Foreign portfolio investment (FPI)
- If you're a citizen of India and/or have attained the age of majority, then you can make FPI investments.
- Any person who has attained the age of majority (18 years) is eligible to hold an FPI account.
- An individual cannot hold more than one FPI account at any point in time. However, an individual may apply for multiple accounts simultaneously if he or she wishes to.
- There are a variety of types of FPI investments, including:
- Equity investments
- Debt investments
- Derivatives (such as options and futures contracts)
- Currency - Gold - Commodities
- Debt instruments
- Equity instruments. The FPI can invest in equity instruments such as stocks, bonds, mutual funds and exchange traded funds (ETFs) only up to its total investment limit for debt investments. The FPI has no limit on the amount of equity investments it can make in debt instruments like debentures or government securities.
What are the risks involved in FPI?
Risks of investing in the stock market
Risks of investing in the bond market
Risks of investing in the currency market
Risk of investing in derivatives and commodities
FPIs will bring more liquidity to the market.
FPI investors will bring more liquidity to the market.
FPIs will help in increasing the capital base of companies.
FPIs will help in increasing the share prices of companies.

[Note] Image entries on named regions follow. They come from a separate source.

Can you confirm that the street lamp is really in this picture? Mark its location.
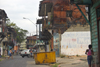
[23,17,37,35]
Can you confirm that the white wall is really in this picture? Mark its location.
[61,31,91,55]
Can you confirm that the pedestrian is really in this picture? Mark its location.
[0,48,1,58]
[4,49,7,59]
[8,49,13,59]
[85,44,94,67]
[30,49,33,57]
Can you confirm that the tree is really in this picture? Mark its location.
[7,19,28,43]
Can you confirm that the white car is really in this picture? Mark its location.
[20,49,31,58]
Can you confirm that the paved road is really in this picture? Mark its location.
[0,56,49,67]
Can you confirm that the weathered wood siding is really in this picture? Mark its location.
[90,1,100,64]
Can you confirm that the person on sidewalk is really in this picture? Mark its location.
[85,45,94,67]
[4,49,7,59]
[8,49,13,59]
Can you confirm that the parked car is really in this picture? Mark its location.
[20,49,30,58]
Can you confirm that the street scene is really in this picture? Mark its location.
[0,0,100,67]
[0,55,88,67]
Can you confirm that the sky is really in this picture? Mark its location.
[0,0,41,36]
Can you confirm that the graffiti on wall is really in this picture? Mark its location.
[61,31,91,55]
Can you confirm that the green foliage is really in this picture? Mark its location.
[7,19,28,43]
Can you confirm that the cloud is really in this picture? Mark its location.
[0,0,41,35]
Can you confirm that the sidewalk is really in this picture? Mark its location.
[53,57,88,67]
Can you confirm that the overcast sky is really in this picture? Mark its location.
[0,0,41,35]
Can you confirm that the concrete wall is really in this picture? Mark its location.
[61,24,91,55]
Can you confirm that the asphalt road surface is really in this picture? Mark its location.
[0,55,49,67]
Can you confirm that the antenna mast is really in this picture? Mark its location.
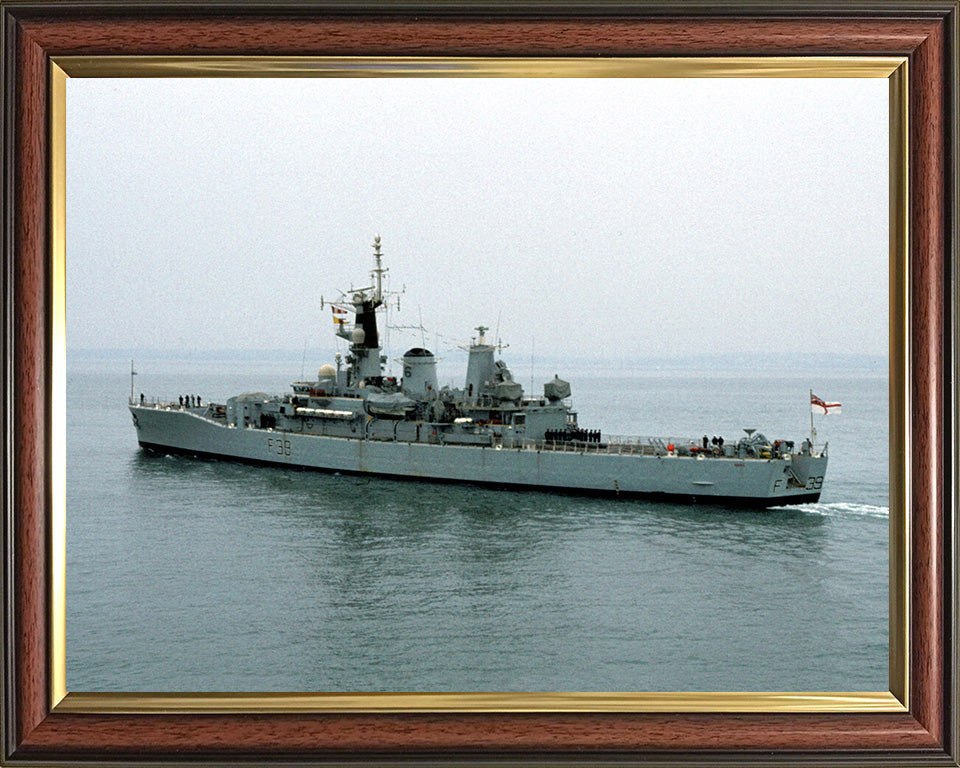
[373,235,387,303]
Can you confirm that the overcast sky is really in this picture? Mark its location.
[67,78,888,364]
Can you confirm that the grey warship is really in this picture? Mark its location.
[129,236,827,507]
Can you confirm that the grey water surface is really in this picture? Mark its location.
[67,353,889,691]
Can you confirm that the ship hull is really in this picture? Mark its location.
[130,406,827,507]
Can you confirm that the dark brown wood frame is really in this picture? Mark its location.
[0,0,958,766]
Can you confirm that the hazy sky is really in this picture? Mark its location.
[67,78,888,357]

The number of buyers in the market would increase due to FPI inflows and thus, there will be more competition for stocks which may result in higher prices for these stocks as well as better valuations for them at the same time
Conclusion
Foreign portfolio investment (FPI) is a way for businesses to gain access to foreign capital. FPI can be used by companies in different industries including manufacturing, technology, and retail. In order to make these investments, businesses need to follow certain rules set out by regulators such as the Securities and Exchange Commission (SEC).